Sunday, July 29, 2018

The Hoover Dam cement is still curing and getting stronger and will for the next 300 years if it was allowed to stay there

Is it true that the concrete inside used to create the incredible Hoover Dam is still drying to this day, and will be for another 300 or more years?

7 Answers
Steven McQuinn
Steven McQuinn, worked at Hoover Dam
The curing of concrete integrates water molecules into the microscopic structure of the cement binding the concrete, making it much stronger. This process gives off heat.
The concern during the pouring of the concrete for Hoover Dam was that the curing concrete would not cool evenly because of its great volume, and the resulting temperature gradient from a hot interior to cooler edges would cause stress cracks that would weaken the dam. It was important to cool the concrete evenly and to accelerate the cooling.
The solution was to pour the concrete into sectioned forms, and to contain in these forms a network of cooling pipes circulating water cooled evaporatively by a large redwood structure at the dam construction site.
Further forms could not be built and filled until the form beneath was sufficiently cool.

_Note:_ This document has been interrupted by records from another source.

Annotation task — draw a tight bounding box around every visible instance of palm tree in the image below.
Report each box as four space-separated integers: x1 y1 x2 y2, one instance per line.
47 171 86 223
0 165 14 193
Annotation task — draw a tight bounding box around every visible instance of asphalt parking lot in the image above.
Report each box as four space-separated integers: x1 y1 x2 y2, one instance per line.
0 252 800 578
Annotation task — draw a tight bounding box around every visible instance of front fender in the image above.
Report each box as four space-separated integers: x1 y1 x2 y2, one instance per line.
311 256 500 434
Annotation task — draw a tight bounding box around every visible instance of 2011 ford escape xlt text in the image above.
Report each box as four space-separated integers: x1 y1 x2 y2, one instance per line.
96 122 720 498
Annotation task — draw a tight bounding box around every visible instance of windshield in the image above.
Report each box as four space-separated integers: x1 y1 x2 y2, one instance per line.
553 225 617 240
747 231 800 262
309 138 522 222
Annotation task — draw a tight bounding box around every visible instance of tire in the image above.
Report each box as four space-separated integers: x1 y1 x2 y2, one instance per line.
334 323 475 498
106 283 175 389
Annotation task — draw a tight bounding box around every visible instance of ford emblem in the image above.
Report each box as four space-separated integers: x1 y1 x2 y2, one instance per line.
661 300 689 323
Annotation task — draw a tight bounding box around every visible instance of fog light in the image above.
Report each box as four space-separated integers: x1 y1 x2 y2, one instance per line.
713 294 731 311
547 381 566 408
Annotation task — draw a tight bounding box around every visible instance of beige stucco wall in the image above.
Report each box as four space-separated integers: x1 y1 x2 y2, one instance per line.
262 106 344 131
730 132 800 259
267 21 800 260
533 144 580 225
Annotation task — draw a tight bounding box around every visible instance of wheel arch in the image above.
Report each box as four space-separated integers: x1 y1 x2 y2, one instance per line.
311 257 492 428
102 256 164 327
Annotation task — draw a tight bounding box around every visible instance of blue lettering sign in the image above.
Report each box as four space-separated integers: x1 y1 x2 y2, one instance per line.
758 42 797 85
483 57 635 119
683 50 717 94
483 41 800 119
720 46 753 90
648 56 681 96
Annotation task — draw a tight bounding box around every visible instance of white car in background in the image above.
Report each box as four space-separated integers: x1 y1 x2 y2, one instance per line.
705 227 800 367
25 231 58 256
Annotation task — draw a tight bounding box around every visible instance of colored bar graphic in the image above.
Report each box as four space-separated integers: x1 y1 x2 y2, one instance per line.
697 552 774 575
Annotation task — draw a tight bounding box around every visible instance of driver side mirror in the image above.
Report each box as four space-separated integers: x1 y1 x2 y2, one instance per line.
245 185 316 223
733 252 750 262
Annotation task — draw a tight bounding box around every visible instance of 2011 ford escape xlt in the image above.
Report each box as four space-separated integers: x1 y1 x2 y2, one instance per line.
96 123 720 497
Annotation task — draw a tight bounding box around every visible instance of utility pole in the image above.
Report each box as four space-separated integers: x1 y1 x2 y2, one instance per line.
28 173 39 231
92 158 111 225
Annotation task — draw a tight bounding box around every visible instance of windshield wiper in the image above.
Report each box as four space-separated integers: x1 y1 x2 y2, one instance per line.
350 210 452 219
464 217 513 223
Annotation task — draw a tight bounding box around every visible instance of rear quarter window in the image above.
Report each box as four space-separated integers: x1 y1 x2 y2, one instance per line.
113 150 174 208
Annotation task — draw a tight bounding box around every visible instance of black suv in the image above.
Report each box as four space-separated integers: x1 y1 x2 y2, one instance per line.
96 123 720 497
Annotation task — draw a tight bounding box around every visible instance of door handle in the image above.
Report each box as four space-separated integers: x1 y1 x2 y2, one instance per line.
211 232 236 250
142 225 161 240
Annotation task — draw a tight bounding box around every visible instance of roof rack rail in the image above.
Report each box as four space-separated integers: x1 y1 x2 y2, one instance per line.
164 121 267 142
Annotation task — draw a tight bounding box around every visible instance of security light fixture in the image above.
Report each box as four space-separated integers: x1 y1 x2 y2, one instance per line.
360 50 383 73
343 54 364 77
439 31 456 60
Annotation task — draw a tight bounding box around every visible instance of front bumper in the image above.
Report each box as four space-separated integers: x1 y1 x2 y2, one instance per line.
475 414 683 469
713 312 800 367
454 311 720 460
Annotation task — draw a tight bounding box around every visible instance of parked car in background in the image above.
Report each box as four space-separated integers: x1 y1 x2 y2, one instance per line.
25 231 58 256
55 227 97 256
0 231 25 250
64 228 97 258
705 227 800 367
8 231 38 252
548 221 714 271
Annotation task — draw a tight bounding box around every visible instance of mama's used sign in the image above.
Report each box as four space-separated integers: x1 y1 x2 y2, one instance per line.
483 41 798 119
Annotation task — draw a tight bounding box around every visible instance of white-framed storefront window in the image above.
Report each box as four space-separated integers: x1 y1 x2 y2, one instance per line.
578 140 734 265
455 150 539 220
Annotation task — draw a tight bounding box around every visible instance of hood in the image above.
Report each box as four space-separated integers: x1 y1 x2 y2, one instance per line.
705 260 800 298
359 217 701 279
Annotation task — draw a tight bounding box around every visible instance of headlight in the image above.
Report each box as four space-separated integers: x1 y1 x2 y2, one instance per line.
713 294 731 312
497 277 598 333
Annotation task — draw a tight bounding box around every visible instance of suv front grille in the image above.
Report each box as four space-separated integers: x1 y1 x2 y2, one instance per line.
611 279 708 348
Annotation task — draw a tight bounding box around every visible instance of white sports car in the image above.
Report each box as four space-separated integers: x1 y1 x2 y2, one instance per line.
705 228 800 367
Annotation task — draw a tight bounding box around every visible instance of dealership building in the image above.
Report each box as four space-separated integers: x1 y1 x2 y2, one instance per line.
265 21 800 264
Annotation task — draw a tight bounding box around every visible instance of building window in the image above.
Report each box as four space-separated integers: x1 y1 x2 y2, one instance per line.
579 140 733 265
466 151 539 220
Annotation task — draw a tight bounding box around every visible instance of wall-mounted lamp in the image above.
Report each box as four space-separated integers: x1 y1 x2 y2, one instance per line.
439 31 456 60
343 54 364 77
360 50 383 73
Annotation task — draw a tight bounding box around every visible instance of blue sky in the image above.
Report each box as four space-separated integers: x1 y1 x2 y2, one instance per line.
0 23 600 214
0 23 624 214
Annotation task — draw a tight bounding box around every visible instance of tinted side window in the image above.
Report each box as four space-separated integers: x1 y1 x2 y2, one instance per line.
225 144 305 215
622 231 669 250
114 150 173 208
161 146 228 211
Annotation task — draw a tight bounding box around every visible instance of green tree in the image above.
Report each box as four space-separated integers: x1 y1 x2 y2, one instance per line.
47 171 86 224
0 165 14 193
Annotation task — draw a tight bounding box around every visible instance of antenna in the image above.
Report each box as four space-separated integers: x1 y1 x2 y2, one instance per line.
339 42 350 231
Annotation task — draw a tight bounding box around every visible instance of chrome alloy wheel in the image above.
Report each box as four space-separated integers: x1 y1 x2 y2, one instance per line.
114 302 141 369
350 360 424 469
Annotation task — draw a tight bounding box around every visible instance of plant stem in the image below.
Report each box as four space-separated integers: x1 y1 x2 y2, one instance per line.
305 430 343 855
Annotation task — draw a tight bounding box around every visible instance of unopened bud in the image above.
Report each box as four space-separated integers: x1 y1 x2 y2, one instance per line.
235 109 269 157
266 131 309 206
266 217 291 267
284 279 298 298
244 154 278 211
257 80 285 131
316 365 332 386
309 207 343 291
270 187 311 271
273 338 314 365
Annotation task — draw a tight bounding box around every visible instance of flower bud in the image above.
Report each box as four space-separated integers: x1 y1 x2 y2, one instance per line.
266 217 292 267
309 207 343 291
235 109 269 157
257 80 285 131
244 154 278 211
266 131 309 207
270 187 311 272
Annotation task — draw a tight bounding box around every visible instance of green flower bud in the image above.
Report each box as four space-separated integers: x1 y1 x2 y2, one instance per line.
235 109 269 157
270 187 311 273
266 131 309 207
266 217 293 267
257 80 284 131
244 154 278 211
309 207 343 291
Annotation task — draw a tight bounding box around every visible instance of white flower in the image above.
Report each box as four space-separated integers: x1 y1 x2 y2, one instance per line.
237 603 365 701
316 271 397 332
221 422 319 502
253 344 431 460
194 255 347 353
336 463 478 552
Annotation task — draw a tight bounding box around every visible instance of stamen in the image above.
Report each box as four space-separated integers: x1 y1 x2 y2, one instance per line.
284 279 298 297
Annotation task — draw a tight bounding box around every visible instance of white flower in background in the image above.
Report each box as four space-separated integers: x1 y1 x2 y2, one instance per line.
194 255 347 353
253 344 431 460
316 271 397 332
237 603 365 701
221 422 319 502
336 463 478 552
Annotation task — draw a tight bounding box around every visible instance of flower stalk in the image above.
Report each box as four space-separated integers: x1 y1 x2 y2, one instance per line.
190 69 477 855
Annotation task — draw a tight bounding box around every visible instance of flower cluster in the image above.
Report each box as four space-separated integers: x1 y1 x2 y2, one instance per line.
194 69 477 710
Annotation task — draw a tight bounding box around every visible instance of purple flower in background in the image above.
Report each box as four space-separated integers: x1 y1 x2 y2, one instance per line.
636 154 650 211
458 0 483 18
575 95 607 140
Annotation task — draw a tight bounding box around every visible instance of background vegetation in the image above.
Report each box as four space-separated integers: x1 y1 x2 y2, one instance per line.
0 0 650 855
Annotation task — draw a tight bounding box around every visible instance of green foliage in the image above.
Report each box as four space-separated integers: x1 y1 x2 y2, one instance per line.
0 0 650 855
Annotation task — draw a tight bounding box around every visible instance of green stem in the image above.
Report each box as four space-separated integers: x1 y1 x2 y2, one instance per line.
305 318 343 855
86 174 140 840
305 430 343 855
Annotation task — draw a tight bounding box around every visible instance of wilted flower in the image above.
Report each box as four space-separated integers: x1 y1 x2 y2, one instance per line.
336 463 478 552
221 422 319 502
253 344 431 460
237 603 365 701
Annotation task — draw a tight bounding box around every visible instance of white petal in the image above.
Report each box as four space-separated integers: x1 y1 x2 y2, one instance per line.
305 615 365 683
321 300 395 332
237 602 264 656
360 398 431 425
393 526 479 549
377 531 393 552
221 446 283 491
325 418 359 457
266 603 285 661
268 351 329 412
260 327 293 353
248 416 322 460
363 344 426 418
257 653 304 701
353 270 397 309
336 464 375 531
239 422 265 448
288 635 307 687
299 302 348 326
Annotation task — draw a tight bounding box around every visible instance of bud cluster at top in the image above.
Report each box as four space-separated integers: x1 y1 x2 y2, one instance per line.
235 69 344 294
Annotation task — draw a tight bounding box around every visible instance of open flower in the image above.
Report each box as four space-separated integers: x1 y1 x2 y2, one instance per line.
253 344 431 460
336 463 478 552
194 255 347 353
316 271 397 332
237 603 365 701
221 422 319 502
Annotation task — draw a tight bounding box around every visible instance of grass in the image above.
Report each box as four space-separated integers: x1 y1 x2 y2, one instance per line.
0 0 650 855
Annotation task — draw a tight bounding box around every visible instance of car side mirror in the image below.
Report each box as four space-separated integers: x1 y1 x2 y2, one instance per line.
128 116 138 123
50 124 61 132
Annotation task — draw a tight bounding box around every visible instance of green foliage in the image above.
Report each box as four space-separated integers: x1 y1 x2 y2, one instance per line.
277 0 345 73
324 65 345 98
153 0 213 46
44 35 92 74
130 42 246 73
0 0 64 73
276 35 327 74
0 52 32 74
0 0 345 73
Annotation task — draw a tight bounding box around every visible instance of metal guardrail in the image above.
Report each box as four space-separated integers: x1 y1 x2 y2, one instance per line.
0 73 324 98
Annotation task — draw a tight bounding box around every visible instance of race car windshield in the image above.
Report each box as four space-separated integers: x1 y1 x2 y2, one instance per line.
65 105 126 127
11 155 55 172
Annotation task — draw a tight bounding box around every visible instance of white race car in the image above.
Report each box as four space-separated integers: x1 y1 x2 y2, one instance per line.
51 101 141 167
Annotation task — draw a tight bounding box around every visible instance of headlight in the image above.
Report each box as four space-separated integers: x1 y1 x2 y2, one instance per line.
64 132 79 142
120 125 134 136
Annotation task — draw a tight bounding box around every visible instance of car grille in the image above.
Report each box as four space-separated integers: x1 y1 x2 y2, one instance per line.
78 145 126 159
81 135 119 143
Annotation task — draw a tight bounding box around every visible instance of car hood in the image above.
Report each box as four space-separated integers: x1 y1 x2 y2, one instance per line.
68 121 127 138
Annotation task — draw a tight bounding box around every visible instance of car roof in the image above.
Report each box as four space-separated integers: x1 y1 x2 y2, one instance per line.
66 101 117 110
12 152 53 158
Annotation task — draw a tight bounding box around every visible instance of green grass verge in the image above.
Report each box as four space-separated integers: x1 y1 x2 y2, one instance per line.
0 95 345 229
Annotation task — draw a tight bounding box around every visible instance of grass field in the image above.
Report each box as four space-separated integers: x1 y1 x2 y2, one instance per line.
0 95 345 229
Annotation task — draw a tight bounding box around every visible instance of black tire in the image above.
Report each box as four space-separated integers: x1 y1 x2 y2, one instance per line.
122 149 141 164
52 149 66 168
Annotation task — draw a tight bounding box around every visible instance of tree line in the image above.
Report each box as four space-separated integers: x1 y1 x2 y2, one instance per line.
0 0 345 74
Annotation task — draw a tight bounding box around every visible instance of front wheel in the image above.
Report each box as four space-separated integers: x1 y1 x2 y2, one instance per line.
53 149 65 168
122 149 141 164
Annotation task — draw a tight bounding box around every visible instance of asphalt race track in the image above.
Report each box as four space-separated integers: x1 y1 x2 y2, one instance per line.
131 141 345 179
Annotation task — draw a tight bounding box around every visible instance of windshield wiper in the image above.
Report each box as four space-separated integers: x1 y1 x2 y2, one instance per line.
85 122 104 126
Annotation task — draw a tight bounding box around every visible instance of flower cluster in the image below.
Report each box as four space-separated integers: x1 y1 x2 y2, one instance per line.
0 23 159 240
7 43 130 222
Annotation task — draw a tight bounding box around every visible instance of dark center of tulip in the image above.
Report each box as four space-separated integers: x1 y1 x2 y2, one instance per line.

The temperature of the circulated cooling water was measured until the federal engineers gave the go-ahead to the construction contractors that a sufficiently cured block was ready to serve as a foundation for pouring concrete into a new form on top of it.
The cooling pipes are still embedded in the concrete, and can be seen protruding from the walls of some deep galleries within the dam. Yes, there are tunnels inside Hoover Dam.
To repeat, concrete doesn’t dry by evaporating the water used to mix it, rather, it cures by incorporating the molecules of the mix water into the crystals of the binding Portland Cement. The curing of Hoover Dam would follow a declining exponential curve that ideally tapers out until the last water molecule is chemically bound to the tricalcium silicate in the Portland Cement binder. (Scientific Principles of Concrete.)